That sounds so dumb. What’s the point? Does the seller think that statement will sell the figures?
It’s also just-not-true. There was a similar lot in AW #190 and it sold for $202.50. I think it was a better lot too. You got a resin Purple #153 as a placeholder. Seeing that past listing made me hate the $299 opening bid even more.Speaking of opening bids, the sixth listing, Lot Of Custom Muscle Men Plus More, has an awesome, game-changing opening bid. The listing starts at $0.99.
That opening bid made me cast a bid. I wouldn’t have done that if the lot had started any higher. It is a weird mix of figures. I only want one in that lot. But starting at $0.99 I’ll throw my hat into the ring.
I believe M.U.S.C.L.E. collecting is such a weird little niche, and $0.99 opening bids are the secret key to engaging your buying audience. I can admit my high bid is more than I would want to spend on the lot. If it got out bid, then I might even bid again.

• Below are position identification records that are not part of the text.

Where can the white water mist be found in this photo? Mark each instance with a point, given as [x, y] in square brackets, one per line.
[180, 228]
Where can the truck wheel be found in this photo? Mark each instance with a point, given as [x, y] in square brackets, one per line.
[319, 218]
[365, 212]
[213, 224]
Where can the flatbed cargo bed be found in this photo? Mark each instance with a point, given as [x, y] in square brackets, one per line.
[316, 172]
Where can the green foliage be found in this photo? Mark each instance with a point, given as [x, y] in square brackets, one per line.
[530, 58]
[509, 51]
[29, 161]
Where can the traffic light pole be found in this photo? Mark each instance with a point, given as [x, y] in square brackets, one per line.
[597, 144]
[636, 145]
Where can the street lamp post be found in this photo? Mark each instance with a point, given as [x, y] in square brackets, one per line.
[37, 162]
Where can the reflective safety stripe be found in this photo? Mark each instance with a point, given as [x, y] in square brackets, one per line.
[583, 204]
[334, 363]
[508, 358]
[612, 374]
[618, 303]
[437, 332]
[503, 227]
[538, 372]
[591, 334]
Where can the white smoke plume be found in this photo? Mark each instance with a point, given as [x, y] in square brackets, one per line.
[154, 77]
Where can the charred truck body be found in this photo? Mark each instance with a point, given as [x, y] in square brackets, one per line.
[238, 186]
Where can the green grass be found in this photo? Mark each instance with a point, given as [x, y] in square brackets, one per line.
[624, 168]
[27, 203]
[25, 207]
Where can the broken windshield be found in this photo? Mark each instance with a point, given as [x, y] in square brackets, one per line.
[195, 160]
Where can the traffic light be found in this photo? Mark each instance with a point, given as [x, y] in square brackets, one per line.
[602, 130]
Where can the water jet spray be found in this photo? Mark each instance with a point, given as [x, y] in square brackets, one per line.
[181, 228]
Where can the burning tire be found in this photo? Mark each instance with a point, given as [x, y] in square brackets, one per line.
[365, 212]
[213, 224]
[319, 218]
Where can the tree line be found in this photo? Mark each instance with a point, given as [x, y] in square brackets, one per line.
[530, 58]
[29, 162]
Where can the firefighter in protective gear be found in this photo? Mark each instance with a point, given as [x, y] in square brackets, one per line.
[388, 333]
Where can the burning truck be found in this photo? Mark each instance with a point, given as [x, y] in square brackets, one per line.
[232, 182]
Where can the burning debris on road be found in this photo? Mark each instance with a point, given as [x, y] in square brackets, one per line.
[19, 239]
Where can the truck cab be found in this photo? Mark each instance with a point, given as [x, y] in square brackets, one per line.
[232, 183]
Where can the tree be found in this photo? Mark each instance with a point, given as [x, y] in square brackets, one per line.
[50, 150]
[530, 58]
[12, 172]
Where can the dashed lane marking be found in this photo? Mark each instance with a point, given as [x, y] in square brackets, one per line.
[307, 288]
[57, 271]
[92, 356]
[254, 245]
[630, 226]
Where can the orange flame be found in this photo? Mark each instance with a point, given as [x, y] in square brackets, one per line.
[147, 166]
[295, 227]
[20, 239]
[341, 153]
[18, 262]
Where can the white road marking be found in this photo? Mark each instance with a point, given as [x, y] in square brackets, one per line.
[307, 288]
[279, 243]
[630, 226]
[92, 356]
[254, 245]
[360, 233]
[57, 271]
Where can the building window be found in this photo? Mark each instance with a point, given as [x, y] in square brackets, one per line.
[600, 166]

But if it had started that high, then I would have laughed at the listing. I believe most, not all, M.U.S.C.L.E. collectors share that mentality.
Do you guys agree?The seventh listing, RARE 1985 Nestle Muscle Park, Nestle’s Quik Promotion, Action Figures Lot of 10, is perhaps the most interesting listing this week.
With the $0.99 opening bid, obviously I was sucked in and placed a bid. But I’m still suspicious. Hell, I’m always suspicious. Here’s why I am suspicious this time. I don’t understand why only half the tube has printing. Logically I would imagine larger tubes were printed and cut down to a specific size. Perhaps this tube was an end piece and the printing only went “so far” in production.
If that’s true, then we’re dealing with a less attractive real tube.
Kind of feels like a bummer no matter what. I’ll be very curious to see this listing playout. Will the half-print drive down the price? Or will collectors not care?